東北大学は1月11日、直径桁nm領域でさまざまなアプリケーションの要求性能に応じてカスタマイズできる磁気トンネル接合(MTJ)素子を提案し、その材料・構造の設計指針を体系化したことを発表した。
同成果は、東北大 電気通信研究所の五十嵐純太学術研究員(研究当時)、同・大学 材料科学高等研究所の陣内佛霖助教(研究当時)、同・深見俊輔教授、同・大野英男教授(現・総長)らの共同研究チームによるもの。詳細は、英科学誌「Nature」系のスピントロニクスに関連する全般を扱う学術誌「npj Spintronics」に掲載された。
不揮発性メモリは、電源を切っても情報を保持できることから半導体集積回路の大幅な低消費電力化をもたらすとして車載、AI、IoTなどの用途で期待されており、現在、不揮発性メモリとしてスピントロニクスに基づく「スピン移行トルク磁気抵抗メモリ」(STT-MRAM)の製品化が進んでいる。
同メモリにおいては、データの記憶を担う磁気トンネル接合(MTJ)素子の記憶層として、コバルト鉄ホウ素(CoFeB)層が酸化マグネシウム(MgO)層で挟まれた構造が用いられている。なお、素子のデータ保持特性は垂直磁気異方性と素子サイズに依存しており、この構造にて1Xnm世代の車載向け半導体集積回路で要求されるデータ保持特性が満たされているという。
しかし、さらに微細化が進んだ将来のX(1桁)nm・オングストローム(Å)世代の半導体集積回路で用いられるサイズのMTJ素子では、現行技術で車載、AI、IoTなどの要求性能を満たすことが困難であり、新たなブレイクスルーが求められていた。
それに対し研究チームは、数々の研究成果を発表しXnm・Å世代のMTJ素子の高性能動作への道筋をつけてきており今回、現在主流となっているCoFeB/MgO材料系を変えることなく、直径XnmのMTJ素子を幅広い用途で要求される性能に応じてカスタマイズする材料・構造技術を詳しく調べることにしたという。
今回の研究で提案された構造は、CoFeB/MgOからなる積層磁性層構造のCoFeB層の膜厚とMgO挿入層の数(積層回数)を変化させることで、界面異方性と形状異方性を独立に制御できることが特徴。CoFeB層膜厚を直径に対して厚くして形状磁気異方性が支配的に作用するように設計された構造は、高温でのデータ保持特性に優れる一方、CoFeB層を薄くしつつ積層回数を増やし、界面磁気異方性が支配的に作用するように設計された構造は、高速書き込み性に優れるという。

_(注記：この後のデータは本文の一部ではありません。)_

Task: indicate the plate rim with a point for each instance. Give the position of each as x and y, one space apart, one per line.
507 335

研究で作製されたMTJ素子でのデータ保持特性および書き込み特性の評価結果によると、形状磁気異方性が支配的な構造ほどデータ保持特性の温度依存性を特徴づけるスケーリング指数が小さくなることが判明し、直径7.6nmの素子が作製され実際に150℃での十分に高いデータ保持特性が確認されたという。
一方、書き込み速度は「緩和時間」で特徴づけられ短いほど高速での書き込みが可能であるが、界面磁気異方性が支配的な構造ほど短い緩和時間が得られており、実際に作製された直径4.5nmの素子において比較的高いデータ保持特性を示しながら、1V以下、10nsの電圧パルスでデータ書き換えを行えることが確認されたする。また、材料・構造を変えることにより、1V以下、1nsの電圧パルスでのデータ書き換えも実現可能であることが計算により予測されたとする。
今回の研究により、極微細MTJ素子において所望な特性を得るための材料・構造技術とその物理的理解が形成され、今後STT-MRAMが幅広いアプリケーションに展開されるための基盤的理解が構築されたという。また、今回開発された積層磁性層構造は、現在主流のCoFeB/MgO材料で実現できるため、大手半導体デバイスメーカーの既存設備で製造可能。そのため今回の研究で得られた成果は、幅広いアプリケーションでの将来の極微細世代半導体集積回路に向けたSTT-MRAM開発を加速することが期待されるとしている。